I'm also not particularly talented musically.  With effort I can sing on pitch, I learned a couple of instruments in a half-hearted way, and mostly I use music as Muzak, killing ambient noise that's distracting.  But with the little bit of musical gift I've got, I love the stuff, have always enjoyed directing musicals and taken pleasure in what I manage to understand of what I hear.

And that's more or less how I feel about math; I can perceive it just well enough to envy the people who really have the gift.

What brought these particular thoughts up is David McConnell's  piece about teaching math to longterm prisoners at Riker's Island.

Teaching students with Major Math Issues in an environment that wasn't able to be nearly as supportive as it needed to be, I've had some similar moments, and I have to agree with what I think is McConnell's sneaky little point: you can sell usefulness all you want, but it's only beauty that brings them home.

And again, if it were music, you could put a vast amount of effort into a music appreciation class telling students that if they understood music, they'd be able to socialize better, thus enhancing their personal networks for success.  "It may look useless but it's the gateway to being able to make small talk with your boss's wife when you're sucking up for a promotion."  Or you could just tell them it was beautiful.

So that model I showed you all yesterday is a stepping stone to an eventual novel, title so far unknown, characters unimagined, plot to be worked out once there's a premise, which might start to emerge from the model in the next installment.

And yet I understand the people who drop me incredulous notes saying, you really do that sort of thing?

Hey, if it were just to write a book, I wouldn't do it either.  I'd go consult the Handbook of Generic Fiction Settings and sit right down and type, "The old spacedog looked like he had the radsick bad, maybe was going to be in the recycler by noon, but when I stepped over him  to get into my office, he pulled a blaster from under his plasteel begging sign and said, 'Don't make no noise and you won't git hurt none, but you take me inside. I got something to tell you about the santorum mines on Epsilon Eridani IV, and it ain't nothin' they knows at that there Ministry of Astroresources."

It's just that some models sing, at least to me.  There's that moment when a pattern swims to the surface of the real-world data I start from, and suddenly I see a shape that extends to somewhere in the future, a bend in the river of time that could be there (and almost certainly isn't), and it's worth all the time genning things up and running tests of significance and all the rest.  No, I'm understating again: it's the bonus I get after all the fun of doing the stats.

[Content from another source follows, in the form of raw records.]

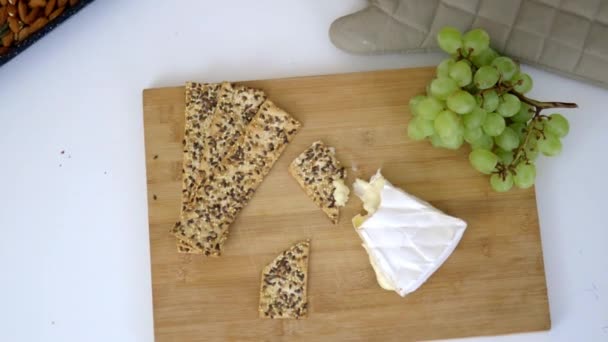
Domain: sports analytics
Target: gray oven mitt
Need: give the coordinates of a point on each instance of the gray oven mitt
(569, 37)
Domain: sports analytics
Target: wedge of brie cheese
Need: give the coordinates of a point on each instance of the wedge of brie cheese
(406, 238)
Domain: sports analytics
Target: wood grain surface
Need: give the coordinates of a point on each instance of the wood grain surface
(494, 283)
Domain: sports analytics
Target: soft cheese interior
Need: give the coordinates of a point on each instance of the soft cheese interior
(406, 238)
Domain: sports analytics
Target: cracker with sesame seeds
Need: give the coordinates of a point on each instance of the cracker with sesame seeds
(283, 284)
(201, 101)
(225, 193)
(319, 173)
(223, 119)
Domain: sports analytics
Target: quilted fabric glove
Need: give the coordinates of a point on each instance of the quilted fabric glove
(569, 37)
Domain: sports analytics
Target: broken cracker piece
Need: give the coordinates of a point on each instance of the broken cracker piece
(283, 284)
(322, 177)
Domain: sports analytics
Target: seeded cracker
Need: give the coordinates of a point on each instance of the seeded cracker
(201, 101)
(315, 170)
(284, 282)
(232, 111)
(225, 193)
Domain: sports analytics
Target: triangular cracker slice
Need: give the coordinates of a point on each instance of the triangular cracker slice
(283, 284)
(321, 175)
(221, 116)
(206, 226)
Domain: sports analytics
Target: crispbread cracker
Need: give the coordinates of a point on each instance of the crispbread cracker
(201, 101)
(283, 284)
(315, 170)
(233, 108)
(222, 196)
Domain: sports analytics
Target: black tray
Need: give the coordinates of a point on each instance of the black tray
(17, 49)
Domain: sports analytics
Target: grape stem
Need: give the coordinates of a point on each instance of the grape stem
(542, 105)
(538, 107)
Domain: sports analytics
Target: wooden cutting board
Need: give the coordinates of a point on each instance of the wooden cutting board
(494, 283)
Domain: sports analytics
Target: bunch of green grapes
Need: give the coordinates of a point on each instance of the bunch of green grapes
(478, 98)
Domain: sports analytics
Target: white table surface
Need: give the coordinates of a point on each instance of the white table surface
(74, 253)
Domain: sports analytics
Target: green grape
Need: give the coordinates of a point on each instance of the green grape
(471, 135)
(436, 141)
(443, 68)
(484, 58)
(442, 87)
(461, 73)
(506, 67)
(452, 142)
(448, 124)
(475, 118)
(557, 125)
(414, 102)
(476, 41)
(531, 148)
(550, 145)
(486, 77)
(483, 161)
(509, 105)
(525, 113)
(428, 108)
(485, 143)
(490, 101)
(505, 157)
(520, 129)
(500, 183)
(507, 140)
(522, 83)
(461, 102)
(449, 39)
(525, 175)
(494, 124)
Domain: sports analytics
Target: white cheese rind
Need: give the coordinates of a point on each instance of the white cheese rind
(406, 238)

It doesn't happen just when I'm modeling.  Out in the sea of data where we all float, there are so many unperceived patterns, like the way that some composers I know say that they feel like when they get what they're after, music that has existed since the beginning of time finds its way into our world through their instruments.

I've felt that shiver of insight and that moment of power that comes from perceiving that one particular department must be Malcontent Central within a company, or that the marketing intel people have accidentally profiled a whole category of people who would love the product if they knew it existed, or that with the simplest change of approach, this product could be drowning in love, but not because of the money anyone is going to make -- just the pleasure of feeling the doors of perception swing open for a moment.

Ask a musician or painter if the time they were paid the most was the best work they ever did.  Or let Danny Quinn (the folksinger who used to play in Tommy Makem's band, not the actor) explain it to you.  Somewhere out in that swamp of random jangling digits, a dimly sensed shape wants to stand up, become real, be the thing no one ever saw before.

So model or don't, build models or don't, write about it if you want to justify the time you spent or need to pay the bills for a faster processor and more memory and a better stats package ... but hear the music.  See the beauty happening.